You can’t help feeling when eating up pomegranate seeds that these must be good for you. The two books cooks I am using this summer seem to have pomegranate either on or in every other recipe.
If the seeds have not been mixed up with beetroot or tomatoes or cucumber they will have scattered over some spiced lamb or chicken with tahini yogurt or a plate of sliced beef. And the juice is in every salad mixed up with oil and herbs and some pomegranate molasses for extra intensity.
I have got so now I cannot leave the greengrocers without having at least one in my bag just in case I might need it. I took two of them home with me this morning.
Half of the seeds have gone on top of some cooked beetroot that has been mixed up with feta and dill and the rest of the seeds are going into the salad. We are eating the beetroot and salad with piri-piri chicken cooked on the barberque and a spinach and fennel pie from the Morito cookbook and fried potatoes.
When we were in Spain at Christmas some of the trees still had old and withered pomegranate fruit hanging from their branches. There is something obscene about them. Especially when you open them out and prise out the seeds, each one caught in a thin membrane holding together the sweet tannic juice.

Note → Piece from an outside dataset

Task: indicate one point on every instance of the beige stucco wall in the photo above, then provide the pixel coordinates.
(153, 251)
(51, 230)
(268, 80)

We spent a large part of the day in Liverpool, admiring the graffiti and looking at art out of car boots. We had lunch in the Kazimer Garden drinking Liverpool organic Summer Wheat Beer in the sun before going to look at more graffiti in the Baltic triangle and picking up two bottles of very good beer (just drunk – should have saved them) from The mad hatter Brewing Company.
All of a sudden Liverpool is looking pretty good in the sun.